Reichs Kathy - 2013 - Le ossa dei perduti: La serie di Temperance Brennan by Reichs Kathy

Reichs Kathy - 2013 - Le ossa dei perduti: La serie di Temperance Brennan by Reichs Kathy

autore:Reichs Kathy
La lingua: ita
Format: mobi
Tags: Mystery, Foreign Language Fiction, Thriller & Suspense, Foreign Languages, Thrillers, Literature & Fiction, Thriller, Italian
ISBN: 9788817065771
editore: Rizzoli
pubblicato: 2013-10-08T22:00:00+00:00


22

Aprii gli occhi.

Buio.

Tesi l’orecchio.

Silenzio assoluto.

D’istinto mi ero schermata la bocca con la mano per creare una tasca d’aria. E anche l’elmetto era stato d’aiuto. Ma quella piccola bolla di spazio non era sufficiente. Avevo il petto compresso, i polmoni strizzati: troppo per funzionare. Il pesante giubbotto antiproiettile non faceva che aumentare la pressione.

Cercai di respirare. Non riuscivo.

Provai di nuovo: mi mancava l’aria.

Cominciai a provare panico.

Quanto può rimanere una persona senza ossigeno? Tre minuti? Cinque?

Da quanto tempo ero intrappolata?

Non ne avevo idea.

Di nuovo, tentai di inspirare. Di nuovo fallii.

Il cuore mi batteva a mille. Pompando sangue che perdeva subito il poco ossigeno trasportato.

Cercai di spostare la mano dalla bocca. Incontrai una resistenza a pochi millimetri.

L’altro braccio era intorpidito. Non riuscivo a percepirne la posizione. Né quella delle gambe.

Un senso di vertigine m’investì improvvisamente il cervello. Flash dell’ambiente circostante, delle rocce a forma di savoiardi.

Rocce che ora mi imprigionavano come una bara.

Quanti centimetri? Quante tonnellate?

Il panico aumentò. L’adrenalina iniziò a fluire in tutto il corpo.

Respira!

Contrassi i muscoli del collo e delle spalle. Chinai il capo in avanti più che potevo, poi lo rovesciai indietro.

Il cranio mi urtò contro la roccia. Un dolore mi esplose nel cervello.

Ma la mossa funzionò: sentii un sibilo di sabbia che precipitava e avvertii che la pressione sul petto si allentava un poco.

Inspirai lentamente. Il pulviscolo presente nell’aria mi rivestì la lingua, la gola. I polmoni mi esplosero in una tosse abbaiante. Respirai ancora. Tossii ancora.

Il senso di vertigine passò. Il pensiero cominciò a riorganizzarsi secondo schemi coerenti.

Gridare? Ma in quale direzione? Com’ero sdraiata?

C’era qualcuno là fuori?
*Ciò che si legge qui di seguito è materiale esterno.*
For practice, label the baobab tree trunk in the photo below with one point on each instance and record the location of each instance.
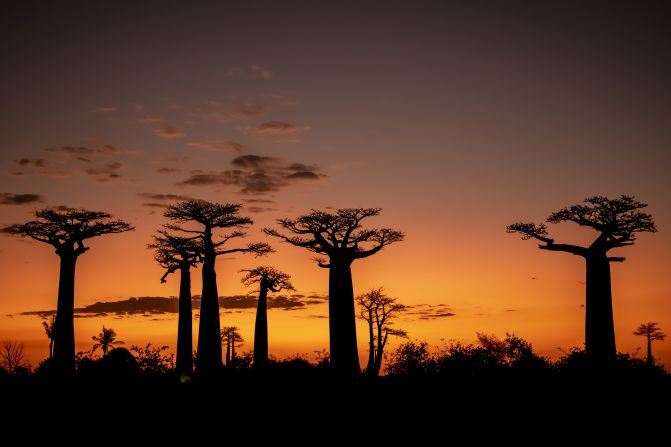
(208, 360)
(184, 328)
(64, 329)
(261, 329)
(342, 323)
(599, 328)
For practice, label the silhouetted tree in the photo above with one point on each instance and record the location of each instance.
(180, 253)
(269, 279)
(617, 221)
(379, 311)
(231, 336)
(652, 332)
(339, 237)
(208, 217)
(67, 230)
(105, 339)
(12, 357)
(48, 326)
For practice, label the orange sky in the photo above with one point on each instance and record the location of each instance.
(456, 121)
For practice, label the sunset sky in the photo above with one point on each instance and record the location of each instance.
(455, 119)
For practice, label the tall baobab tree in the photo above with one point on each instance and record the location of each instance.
(231, 336)
(66, 230)
(340, 239)
(617, 221)
(180, 253)
(48, 326)
(269, 279)
(653, 333)
(379, 310)
(105, 339)
(204, 218)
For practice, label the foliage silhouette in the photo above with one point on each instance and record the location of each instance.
(651, 332)
(340, 239)
(105, 339)
(209, 216)
(379, 311)
(66, 231)
(617, 222)
(174, 253)
(268, 279)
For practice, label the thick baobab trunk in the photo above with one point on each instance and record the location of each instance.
(261, 329)
(64, 329)
(599, 328)
(184, 328)
(342, 323)
(208, 360)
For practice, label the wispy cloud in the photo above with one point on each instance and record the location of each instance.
(257, 174)
(169, 132)
(216, 145)
(7, 198)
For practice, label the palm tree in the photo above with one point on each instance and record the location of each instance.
(49, 329)
(652, 332)
(105, 340)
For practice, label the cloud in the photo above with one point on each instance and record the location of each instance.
(167, 170)
(7, 198)
(32, 162)
(216, 145)
(256, 174)
(253, 71)
(106, 109)
(169, 132)
(170, 305)
(151, 119)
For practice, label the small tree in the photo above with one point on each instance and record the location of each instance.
(66, 231)
(269, 279)
(105, 340)
(652, 332)
(174, 253)
(231, 336)
(12, 357)
(341, 240)
(379, 311)
(617, 221)
(208, 217)
(48, 326)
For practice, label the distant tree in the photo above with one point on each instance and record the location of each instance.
(652, 332)
(12, 357)
(379, 311)
(268, 279)
(208, 216)
(341, 240)
(48, 326)
(617, 221)
(231, 336)
(105, 340)
(174, 253)
(66, 231)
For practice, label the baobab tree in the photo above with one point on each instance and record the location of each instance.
(379, 310)
(66, 230)
(268, 279)
(205, 217)
(105, 339)
(616, 221)
(231, 336)
(48, 326)
(174, 253)
(340, 240)
(653, 333)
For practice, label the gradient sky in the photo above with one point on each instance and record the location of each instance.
(455, 119)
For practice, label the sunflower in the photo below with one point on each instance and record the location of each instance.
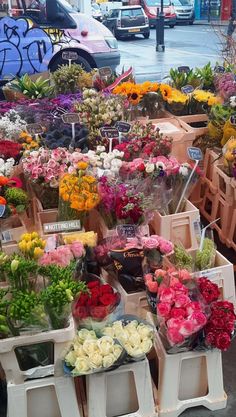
(166, 91)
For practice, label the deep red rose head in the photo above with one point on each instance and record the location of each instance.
(106, 289)
(99, 312)
(108, 299)
(223, 341)
(93, 284)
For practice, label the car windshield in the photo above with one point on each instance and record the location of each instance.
(154, 3)
(67, 6)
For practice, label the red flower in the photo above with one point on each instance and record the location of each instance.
(223, 341)
(106, 289)
(93, 284)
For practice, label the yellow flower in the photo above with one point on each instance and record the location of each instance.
(166, 91)
(38, 252)
(82, 165)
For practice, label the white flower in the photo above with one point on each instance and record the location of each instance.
(150, 168)
(108, 360)
(232, 101)
(82, 365)
(96, 360)
(71, 357)
(101, 148)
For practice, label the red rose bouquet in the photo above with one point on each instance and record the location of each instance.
(98, 307)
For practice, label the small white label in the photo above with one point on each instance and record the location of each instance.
(62, 226)
(7, 237)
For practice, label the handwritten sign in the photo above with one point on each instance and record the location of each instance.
(70, 118)
(187, 89)
(70, 55)
(62, 226)
(123, 127)
(109, 132)
(105, 72)
(2, 210)
(34, 129)
(195, 154)
(184, 69)
(127, 230)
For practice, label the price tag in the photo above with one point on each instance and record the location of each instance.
(194, 153)
(184, 69)
(7, 237)
(109, 132)
(127, 230)
(70, 118)
(34, 129)
(105, 72)
(2, 210)
(219, 68)
(187, 89)
(70, 55)
(62, 226)
(123, 127)
(233, 119)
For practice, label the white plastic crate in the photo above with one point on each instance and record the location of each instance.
(60, 339)
(124, 392)
(47, 397)
(196, 380)
(181, 228)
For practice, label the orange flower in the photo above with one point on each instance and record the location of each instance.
(3, 181)
(166, 91)
(82, 165)
(3, 201)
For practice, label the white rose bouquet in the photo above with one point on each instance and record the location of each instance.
(90, 354)
(134, 335)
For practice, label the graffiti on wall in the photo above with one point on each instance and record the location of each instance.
(23, 48)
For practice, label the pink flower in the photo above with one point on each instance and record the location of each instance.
(182, 300)
(174, 336)
(148, 277)
(177, 313)
(187, 328)
(199, 319)
(150, 243)
(163, 309)
(193, 306)
(77, 249)
(165, 246)
(167, 295)
(152, 286)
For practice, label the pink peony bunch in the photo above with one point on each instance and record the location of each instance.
(63, 255)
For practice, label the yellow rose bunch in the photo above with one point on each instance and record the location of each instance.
(79, 190)
(31, 245)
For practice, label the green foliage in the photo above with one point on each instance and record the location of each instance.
(17, 197)
(66, 78)
(33, 89)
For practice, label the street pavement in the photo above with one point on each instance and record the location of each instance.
(184, 45)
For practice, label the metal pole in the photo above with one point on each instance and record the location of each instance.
(160, 24)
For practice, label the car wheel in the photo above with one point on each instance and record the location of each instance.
(80, 61)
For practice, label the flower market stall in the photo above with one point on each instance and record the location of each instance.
(114, 298)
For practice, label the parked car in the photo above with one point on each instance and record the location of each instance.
(40, 35)
(184, 11)
(96, 12)
(128, 21)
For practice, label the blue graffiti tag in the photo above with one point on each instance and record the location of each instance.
(23, 49)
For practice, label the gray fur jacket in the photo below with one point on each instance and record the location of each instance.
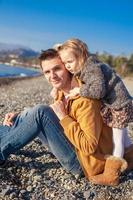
(101, 82)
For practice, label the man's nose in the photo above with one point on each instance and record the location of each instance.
(68, 66)
(52, 74)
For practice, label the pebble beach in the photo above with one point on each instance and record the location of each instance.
(33, 173)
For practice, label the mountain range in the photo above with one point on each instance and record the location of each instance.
(16, 49)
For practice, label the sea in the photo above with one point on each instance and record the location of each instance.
(7, 71)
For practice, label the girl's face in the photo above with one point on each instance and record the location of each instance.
(70, 61)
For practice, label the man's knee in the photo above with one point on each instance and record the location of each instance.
(41, 109)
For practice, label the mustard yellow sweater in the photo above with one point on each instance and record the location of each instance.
(84, 127)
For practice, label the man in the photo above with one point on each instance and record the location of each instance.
(71, 127)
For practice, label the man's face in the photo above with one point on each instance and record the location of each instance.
(56, 73)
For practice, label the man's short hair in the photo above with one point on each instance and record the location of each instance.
(48, 54)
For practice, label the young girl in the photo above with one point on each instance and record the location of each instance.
(101, 82)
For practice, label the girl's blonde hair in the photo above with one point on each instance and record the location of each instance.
(79, 48)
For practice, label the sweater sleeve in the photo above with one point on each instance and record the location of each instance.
(84, 129)
(93, 82)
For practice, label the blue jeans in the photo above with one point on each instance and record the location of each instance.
(39, 121)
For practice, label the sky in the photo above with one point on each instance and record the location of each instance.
(106, 26)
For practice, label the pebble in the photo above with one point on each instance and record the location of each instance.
(32, 173)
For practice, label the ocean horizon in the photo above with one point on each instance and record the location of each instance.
(8, 71)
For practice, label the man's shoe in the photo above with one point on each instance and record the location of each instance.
(2, 163)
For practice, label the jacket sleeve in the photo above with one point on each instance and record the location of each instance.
(84, 128)
(93, 82)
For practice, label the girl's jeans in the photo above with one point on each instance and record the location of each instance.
(39, 121)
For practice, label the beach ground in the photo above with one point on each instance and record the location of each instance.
(33, 173)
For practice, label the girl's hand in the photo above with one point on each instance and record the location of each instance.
(8, 121)
(54, 92)
(59, 108)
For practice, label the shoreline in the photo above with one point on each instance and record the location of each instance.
(8, 80)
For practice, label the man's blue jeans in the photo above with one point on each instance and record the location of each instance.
(39, 120)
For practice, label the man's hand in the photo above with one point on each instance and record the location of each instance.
(8, 121)
(59, 108)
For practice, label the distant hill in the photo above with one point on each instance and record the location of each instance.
(18, 50)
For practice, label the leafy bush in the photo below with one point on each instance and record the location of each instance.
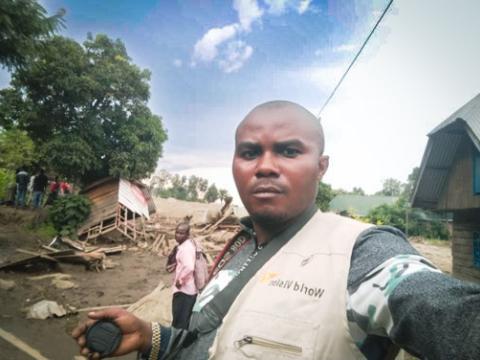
(68, 213)
(420, 222)
(6, 178)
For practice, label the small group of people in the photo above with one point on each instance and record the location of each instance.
(33, 188)
(182, 261)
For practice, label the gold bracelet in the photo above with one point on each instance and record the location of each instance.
(156, 337)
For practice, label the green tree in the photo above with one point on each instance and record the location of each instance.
(89, 103)
(13, 108)
(393, 215)
(411, 182)
(391, 187)
(358, 191)
(223, 194)
(325, 194)
(192, 188)
(24, 25)
(212, 194)
(16, 149)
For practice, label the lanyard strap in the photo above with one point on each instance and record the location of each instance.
(212, 314)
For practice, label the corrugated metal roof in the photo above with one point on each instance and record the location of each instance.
(442, 146)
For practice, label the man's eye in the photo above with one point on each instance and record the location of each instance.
(249, 154)
(290, 152)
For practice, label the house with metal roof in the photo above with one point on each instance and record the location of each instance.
(360, 205)
(449, 180)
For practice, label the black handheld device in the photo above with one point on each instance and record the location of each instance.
(103, 337)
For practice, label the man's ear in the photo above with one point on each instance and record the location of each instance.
(323, 162)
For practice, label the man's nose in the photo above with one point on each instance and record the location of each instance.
(267, 165)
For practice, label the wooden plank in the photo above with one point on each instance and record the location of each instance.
(23, 346)
(95, 308)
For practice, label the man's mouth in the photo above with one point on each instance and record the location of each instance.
(264, 191)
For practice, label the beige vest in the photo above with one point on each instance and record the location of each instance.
(295, 306)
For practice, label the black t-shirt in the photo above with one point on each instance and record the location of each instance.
(40, 183)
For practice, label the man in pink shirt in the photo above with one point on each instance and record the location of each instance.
(184, 289)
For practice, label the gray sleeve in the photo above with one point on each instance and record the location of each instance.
(437, 317)
(373, 247)
(434, 315)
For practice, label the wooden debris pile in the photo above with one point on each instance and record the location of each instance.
(221, 226)
(63, 250)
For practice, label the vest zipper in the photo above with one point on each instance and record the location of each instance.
(255, 340)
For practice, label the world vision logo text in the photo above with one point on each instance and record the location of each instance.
(298, 287)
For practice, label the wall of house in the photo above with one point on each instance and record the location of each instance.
(458, 193)
(466, 224)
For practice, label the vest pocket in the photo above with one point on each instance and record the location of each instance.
(267, 343)
(261, 336)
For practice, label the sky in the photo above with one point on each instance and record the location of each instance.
(214, 60)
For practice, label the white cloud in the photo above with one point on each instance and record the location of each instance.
(276, 7)
(303, 6)
(345, 48)
(206, 49)
(248, 12)
(235, 55)
(220, 44)
(323, 77)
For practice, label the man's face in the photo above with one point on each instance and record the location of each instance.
(181, 234)
(277, 164)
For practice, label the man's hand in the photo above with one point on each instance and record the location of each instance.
(136, 333)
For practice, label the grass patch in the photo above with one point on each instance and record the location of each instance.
(44, 230)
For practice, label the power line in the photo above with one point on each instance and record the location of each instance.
(355, 58)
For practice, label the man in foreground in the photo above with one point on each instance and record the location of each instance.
(300, 284)
(184, 290)
(40, 183)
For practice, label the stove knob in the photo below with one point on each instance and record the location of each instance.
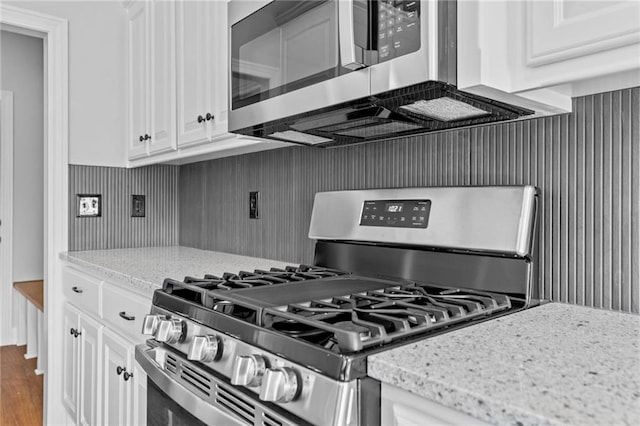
(150, 324)
(205, 348)
(170, 330)
(248, 370)
(279, 385)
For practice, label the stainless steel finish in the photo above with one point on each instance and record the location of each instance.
(152, 361)
(347, 87)
(493, 219)
(314, 386)
(248, 370)
(204, 348)
(150, 324)
(279, 385)
(346, 36)
(424, 64)
(169, 330)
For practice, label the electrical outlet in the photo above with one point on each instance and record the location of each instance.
(254, 213)
(137, 206)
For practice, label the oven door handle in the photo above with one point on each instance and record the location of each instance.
(346, 36)
(204, 410)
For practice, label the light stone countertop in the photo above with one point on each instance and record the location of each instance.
(146, 268)
(555, 364)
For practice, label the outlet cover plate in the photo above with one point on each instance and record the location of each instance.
(254, 212)
(138, 206)
(88, 205)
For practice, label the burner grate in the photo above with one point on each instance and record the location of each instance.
(358, 321)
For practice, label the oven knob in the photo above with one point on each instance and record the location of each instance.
(170, 330)
(205, 348)
(150, 324)
(279, 385)
(248, 370)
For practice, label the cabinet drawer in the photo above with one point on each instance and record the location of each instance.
(124, 311)
(81, 290)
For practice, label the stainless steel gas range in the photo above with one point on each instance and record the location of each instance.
(290, 346)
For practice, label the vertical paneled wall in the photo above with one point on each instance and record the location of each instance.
(116, 228)
(586, 164)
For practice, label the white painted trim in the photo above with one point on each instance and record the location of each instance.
(7, 330)
(56, 154)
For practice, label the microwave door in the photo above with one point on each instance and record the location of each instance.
(416, 42)
(286, 59)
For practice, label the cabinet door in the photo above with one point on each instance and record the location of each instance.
(194, 77)
(70, 357)
(218, 57)
(114, 401)
(138, 78)
(89, 361)
(163, 77)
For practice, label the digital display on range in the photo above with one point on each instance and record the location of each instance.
(396, 213)
(393, 208)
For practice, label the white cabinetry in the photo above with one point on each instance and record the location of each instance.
(178, 84)
(81, 351)
(124, 384)
(151, 78)
(548, 50)
(102, 383)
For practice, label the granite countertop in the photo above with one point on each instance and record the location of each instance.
(146, 268)
(550, 365)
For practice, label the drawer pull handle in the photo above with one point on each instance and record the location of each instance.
(124, 315)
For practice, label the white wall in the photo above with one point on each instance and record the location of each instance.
(97, 78)
(22, 73)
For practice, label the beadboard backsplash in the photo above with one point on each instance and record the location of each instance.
(115, 228)
(586, 164)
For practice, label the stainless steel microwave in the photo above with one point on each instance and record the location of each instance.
(333, 72)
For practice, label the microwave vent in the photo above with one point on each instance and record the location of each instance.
(445, 109)
(294, 136)
(380, 129)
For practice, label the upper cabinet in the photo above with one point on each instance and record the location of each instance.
(549, 51)
(178, 84)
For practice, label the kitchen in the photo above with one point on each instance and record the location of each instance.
(583, 163)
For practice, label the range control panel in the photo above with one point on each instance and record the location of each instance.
(396, 213)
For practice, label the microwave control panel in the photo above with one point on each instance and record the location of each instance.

C’era qualcuno ancora in vita che potesse liberarmi?

Battei le palpebre per levarmi la sabbia dagli occhi. E vidi solo un buio color pece. Udii solo quiete. Non una voce, non le pale, nessun movimento.

Di nuovo fui colta dal panico.

Rifletti. Dimentica le macerie, la polvere, il silenzio assordante.

Cercai di ruotarmi verso sinistra. La gamba destra era immobilizzata: sentivo un bordo affilato che mi premeva sul polpaccio.

Tentai di flettere il ginocchio. Una punta arroventata mi lacerò la caviglia.

Cercai di girarmi a sinistra. Non arrivai da nessuna parte: la spalla era schiacciata contro la roccia. Roccia che, qualche momento prima, aveva dominato il cimitero e che ora mi seppelliva come il morto appena esumato.

Rifletti.

Mi obbligai a calmarmi, a regolarizzare il respiro. Forzai il torace, stretto nel pesante giubbotto antiproiettile, a sollevarsi e ricadere.

Dentro e fuori. Dentro e fuori.

Cercai di gridare, ma avevo la bocca troppo secca. Chiamai a raccolta tutta la saliva che riuscivo a produrre e ritentai.

La mia voce suonò attutita, sorda. E da che parte era la superficie? Stavo urlando al cielo o alla terra?

I pensieri si fecero nuovamente confusi. Carenza di ossigeno? O sovraccarico di anidride carbonica? Conoscevo la risposta, un tempo, ma ora non mi veniva in mente.

Domande mi vorticavano frenetiche in testa.

Il colpo di un mortaio? Un missile terra-terra? Lanciato da chi?

Che importava?

Anche Blanton e la Welsted erano rimasti sepolti? E i due giovani scavatori?

Chiusi gli occhi. Udivo solo il sibilo sommesso della sabbia che filtrava nelle fenditure tra le rocce.